Então o Stephen King em pessoa disse que havia se borrado durante a sessão e um templo satânico rasgou elogios à obra. Foi o que bastou para eu ter certeza que uma onda de confusão viria.

Explico:

Stephen King é um cara que enxerga o horror em tudo, desde que era criança. A mente dele funciona assim, traduzindo o mundano em algo assustador, enxergando o macabro de uma forma muito mais profunda e pura do que o resto de nós. Assim, quando ele disse que tinha se assustado com esse filme, estava claro que não dava pra esperar uma obra tradicional do gênero.

Além disso, o elogio de um templo satânico pode ser facilmente mal interpretado por pessoas que não possuem contato com a ideologia. Ainda mais quando é um templo satânico ateísta.

Veja bem, o satanismo, ao contrário da crença popular, não envolve rituais sobrenaturais com o intuito de abrir as portas do inferno e trazer Belzebu para reinar na Terra. O satanismo é uma filosofia de vida que nega uma série de preceitos cristãos em prol da liberdade.

Em outras palavras, o filme tinha tudo para ser mais artístico e simbólico do que aterrorizante.

E, com isso em mente, lá fui eu conferir.

Ao longo da projeção dava pra ouvir suspiros de impaciência e até mesmos alguns risinhos espalhados. O que é compreensível, já que a publicidade do filme o vendeu como uma história comum de terror. Não me admira que as pessoas esperassem por sustos, pulos e imagens de monstros possuídos por espíritos das trevas.

E não me admira a frustração gigantesca quando nada disso aconteceu.

O filme é lento, sem os clichês aos quais estamos acostumados – e que seguem nos fazendo pular da poltrona. A fotografia cria uma aura incômoda e claustrofóbica durante todo o longa e o som é extremamente eficiente em nos deixar angustiados.

Isso tudo nos faz ansiar por algum clímax que exploda toda a carga de tensão acumulada, mas esse clímax vem de uma forma tão ousada que oferece catarse a poucas pessoas da plateia.

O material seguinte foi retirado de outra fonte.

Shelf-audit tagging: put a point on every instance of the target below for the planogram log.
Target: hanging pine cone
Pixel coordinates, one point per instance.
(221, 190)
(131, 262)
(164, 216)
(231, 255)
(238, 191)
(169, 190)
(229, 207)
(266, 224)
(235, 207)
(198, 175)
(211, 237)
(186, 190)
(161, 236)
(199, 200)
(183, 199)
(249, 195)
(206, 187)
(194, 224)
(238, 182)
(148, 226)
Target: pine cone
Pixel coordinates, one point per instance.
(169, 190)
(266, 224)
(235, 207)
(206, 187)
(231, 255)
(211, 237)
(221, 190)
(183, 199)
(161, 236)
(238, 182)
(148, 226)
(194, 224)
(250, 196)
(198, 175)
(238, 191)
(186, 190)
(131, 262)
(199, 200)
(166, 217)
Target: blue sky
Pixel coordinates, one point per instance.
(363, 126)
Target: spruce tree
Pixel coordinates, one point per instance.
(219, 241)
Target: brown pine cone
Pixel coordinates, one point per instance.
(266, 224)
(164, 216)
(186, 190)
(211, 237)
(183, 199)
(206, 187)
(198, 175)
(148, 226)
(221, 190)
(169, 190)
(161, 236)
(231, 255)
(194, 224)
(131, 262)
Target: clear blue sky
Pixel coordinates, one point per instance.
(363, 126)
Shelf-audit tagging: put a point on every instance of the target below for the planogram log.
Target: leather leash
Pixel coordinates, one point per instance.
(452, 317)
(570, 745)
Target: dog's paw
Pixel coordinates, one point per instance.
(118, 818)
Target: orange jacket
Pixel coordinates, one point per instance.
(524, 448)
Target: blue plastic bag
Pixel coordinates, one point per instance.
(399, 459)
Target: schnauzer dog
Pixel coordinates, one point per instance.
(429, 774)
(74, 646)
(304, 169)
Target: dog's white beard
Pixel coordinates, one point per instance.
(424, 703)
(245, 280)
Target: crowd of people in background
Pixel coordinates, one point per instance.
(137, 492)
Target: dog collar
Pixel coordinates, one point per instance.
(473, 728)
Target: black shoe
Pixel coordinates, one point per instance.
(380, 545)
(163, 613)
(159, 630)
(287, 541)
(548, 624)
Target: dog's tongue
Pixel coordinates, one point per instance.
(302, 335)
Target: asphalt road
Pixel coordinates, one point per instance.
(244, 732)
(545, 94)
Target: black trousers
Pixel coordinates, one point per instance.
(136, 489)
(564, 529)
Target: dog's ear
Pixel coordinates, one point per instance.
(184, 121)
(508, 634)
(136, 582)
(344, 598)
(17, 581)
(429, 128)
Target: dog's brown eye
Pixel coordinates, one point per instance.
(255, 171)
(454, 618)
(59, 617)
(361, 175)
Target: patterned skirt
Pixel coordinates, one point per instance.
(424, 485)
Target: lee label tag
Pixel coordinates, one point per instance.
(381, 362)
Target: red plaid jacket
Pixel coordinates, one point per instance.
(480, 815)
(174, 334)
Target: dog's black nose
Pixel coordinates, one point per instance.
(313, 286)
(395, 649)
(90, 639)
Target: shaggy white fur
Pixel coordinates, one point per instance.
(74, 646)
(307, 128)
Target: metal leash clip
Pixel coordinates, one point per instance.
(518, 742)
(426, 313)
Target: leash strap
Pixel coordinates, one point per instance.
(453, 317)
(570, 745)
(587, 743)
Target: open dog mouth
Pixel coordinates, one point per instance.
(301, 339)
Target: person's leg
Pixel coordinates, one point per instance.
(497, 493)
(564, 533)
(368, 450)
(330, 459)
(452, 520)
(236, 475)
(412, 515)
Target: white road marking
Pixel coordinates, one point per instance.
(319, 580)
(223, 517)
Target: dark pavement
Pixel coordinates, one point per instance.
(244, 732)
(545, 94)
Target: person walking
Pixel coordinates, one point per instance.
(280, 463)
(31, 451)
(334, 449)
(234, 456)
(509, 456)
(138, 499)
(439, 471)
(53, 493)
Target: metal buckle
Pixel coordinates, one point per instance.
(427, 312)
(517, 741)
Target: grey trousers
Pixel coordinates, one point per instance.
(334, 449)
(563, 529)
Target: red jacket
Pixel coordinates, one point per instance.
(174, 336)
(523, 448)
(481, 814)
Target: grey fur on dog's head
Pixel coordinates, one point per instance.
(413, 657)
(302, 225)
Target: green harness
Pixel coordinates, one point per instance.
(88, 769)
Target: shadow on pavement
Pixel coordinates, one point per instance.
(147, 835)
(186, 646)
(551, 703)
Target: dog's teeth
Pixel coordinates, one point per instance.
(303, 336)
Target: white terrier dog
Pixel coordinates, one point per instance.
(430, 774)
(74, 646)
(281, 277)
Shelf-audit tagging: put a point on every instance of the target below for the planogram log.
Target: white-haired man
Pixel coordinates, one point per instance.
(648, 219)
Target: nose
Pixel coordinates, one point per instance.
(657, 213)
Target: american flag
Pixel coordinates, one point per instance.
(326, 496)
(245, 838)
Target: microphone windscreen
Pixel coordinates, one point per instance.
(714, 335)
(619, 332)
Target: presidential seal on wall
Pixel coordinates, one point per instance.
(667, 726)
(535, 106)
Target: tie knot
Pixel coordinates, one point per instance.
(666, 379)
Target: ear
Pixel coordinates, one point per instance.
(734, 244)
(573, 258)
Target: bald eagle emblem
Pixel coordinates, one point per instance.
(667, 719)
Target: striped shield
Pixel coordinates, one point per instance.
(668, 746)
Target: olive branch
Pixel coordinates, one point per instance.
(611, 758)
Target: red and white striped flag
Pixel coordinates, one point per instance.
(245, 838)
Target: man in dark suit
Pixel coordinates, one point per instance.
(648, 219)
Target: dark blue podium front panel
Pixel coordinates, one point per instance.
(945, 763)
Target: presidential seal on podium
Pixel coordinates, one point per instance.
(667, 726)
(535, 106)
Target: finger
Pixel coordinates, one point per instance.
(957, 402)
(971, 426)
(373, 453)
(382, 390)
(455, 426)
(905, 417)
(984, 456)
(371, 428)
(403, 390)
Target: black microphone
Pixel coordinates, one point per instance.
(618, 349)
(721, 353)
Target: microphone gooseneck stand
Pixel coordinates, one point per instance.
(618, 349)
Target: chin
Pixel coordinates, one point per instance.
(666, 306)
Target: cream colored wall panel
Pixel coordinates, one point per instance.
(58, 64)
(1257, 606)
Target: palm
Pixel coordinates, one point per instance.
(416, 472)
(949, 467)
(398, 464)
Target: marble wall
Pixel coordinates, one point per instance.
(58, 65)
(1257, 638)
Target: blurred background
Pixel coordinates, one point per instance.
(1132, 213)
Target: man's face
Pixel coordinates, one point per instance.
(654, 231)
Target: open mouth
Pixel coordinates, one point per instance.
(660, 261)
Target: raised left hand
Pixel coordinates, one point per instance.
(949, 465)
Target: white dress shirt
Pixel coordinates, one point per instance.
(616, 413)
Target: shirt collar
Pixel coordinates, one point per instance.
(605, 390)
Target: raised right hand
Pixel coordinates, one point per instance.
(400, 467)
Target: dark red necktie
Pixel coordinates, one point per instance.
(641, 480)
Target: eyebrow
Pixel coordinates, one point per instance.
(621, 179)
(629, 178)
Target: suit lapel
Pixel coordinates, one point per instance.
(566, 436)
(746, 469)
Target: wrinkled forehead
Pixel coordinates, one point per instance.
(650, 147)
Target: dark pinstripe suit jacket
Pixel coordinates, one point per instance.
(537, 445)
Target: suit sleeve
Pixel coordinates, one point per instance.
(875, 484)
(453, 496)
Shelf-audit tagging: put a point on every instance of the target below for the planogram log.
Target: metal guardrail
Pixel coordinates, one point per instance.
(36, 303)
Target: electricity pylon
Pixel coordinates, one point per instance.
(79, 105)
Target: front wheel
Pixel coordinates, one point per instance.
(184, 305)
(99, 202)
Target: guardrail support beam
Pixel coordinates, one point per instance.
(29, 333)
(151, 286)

Pelo contrário. O clímax incomoda e tira da zona de conforto. Ele faz você repensar suas crenças. Nisso, a experiência de assistir A Bruxa me remeteu à experiência de assistir Sangue Negro, por exemplo.

 

MAS, AFINAL, O FILME É DE DAR MEDO?

Sim.

A Bruxa é um dos filmes mais assustadores do cinema de horror recente, mas ele assusta por uma razão diferente daquela que esperamos. E, para explicar melhor esse argumento, vou ter que dar certos SPOILERS.

Então, se você não viu o filme ou se preocupa com esse tipo de informação, NÃO PROSSIGA.

A história começa com uma família de colonos sendo julgada por seus pares, em uma vila da Nova Inglaterra. Há uma discussão que não entendemos muito bem e a família é expulsa da comunidade – fato que é bem recebido pelo patriarca, já que ele considera seus vizinhos como seguidores menores de Deus.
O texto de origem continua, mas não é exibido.